Também é necessário levar em consideração os diferentes modelos de negócios. O comentário mais “comum” é o de que a Nintendo deveria trazer algumas de suas franquias para smartphones e tablets. Pois bem, isto poderia ser feito com alguns jogos, mas se analisarmos a maioria dos games de grande sucesso nessas plataformas, tais como Angry Birds e Cut the Rope, veremos que são jogos simples, rápidos e, principalmente baratos, tanto em termos de produção quanto em compra, chegando até mesmo a serem gratuitos.
Embora a Nintendo tenha seus jogos menores, e nos últimos tempos tenha experimentado um pouco distribuindo alguns de graça, o modelo da companhia ainda é bem diferente do encontrado nos outros portáteis. Um lançamento de 3DS custa algo em torno de $40 e, mesmo se descontássemos o custo da mídia física, não chegaríamos no $1 cobrado por grande parte dos jogos de lojas de aplicativos. Além disso, como já foi citado, a Nintendo desenvolve os jogos baseada nos seus consoles e isso ela faz bem. Os smartphones e tablets são descentralizados, a maioria absoluta não possui analógicos e os botões são escassos, logo adaptar franquias mais tradicionais poderia ser um problema.
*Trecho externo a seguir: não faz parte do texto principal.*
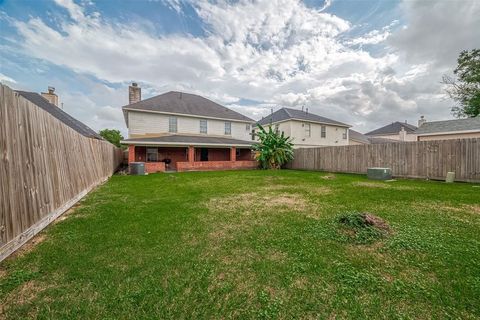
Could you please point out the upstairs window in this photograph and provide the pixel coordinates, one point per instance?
(323, 132)
(172, 124)
(228, 128)
(203, 126)
(152, 155)
(307, 130)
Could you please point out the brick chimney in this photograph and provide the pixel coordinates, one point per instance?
(134, 93)
(421, 121)
(51, 96)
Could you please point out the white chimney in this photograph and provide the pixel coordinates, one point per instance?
(421, 121)
(134, 93)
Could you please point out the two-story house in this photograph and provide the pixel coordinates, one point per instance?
(181, 131)
(307, 129)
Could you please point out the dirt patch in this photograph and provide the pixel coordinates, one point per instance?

As plataformas Nintendo são importantes
Por fim, também podemos considerar o impacto negativo que a saída da Nintendo do ramo de hardware causaria. Há quem goste de dizer que a empresa é a única responsável pela inovação. Na minha opinião, uma indústria bilionária e diversa em que uma única companhia fosse responsável por todas as inovações só poderia estar condenada ao fracasso, o que, felizmente, não é o caso.
Não podemos negar, contudo, que a Nintendo é uma das principais responsáveis pela introdução de novas ideias no mundo dos games. Não foi ela quem criou controles por movimento ou touchscreen, nem a primeira a utilizá-los em jogos, mas foi a principal responsável pela transformação que essas tecnologias trouxeram. Talvez o mais correto seria vermos a Nintendo como responsável pela aceleração da adoção de novas ideias, o que em grande parte se perderia caso ela abandonasse o negócio.
Empresas como a Atari e a SEGA já deixaram de produzir seus próprios consoles. Hoje, considerando que a Sony é uma empresa de eletrônicos e a Microsoft de informática, a Nintendo resta como única das “grandes first parties” que é, essencialmente, um negócio exclusivo de games. E perder este símbolo não seria pouca coisa.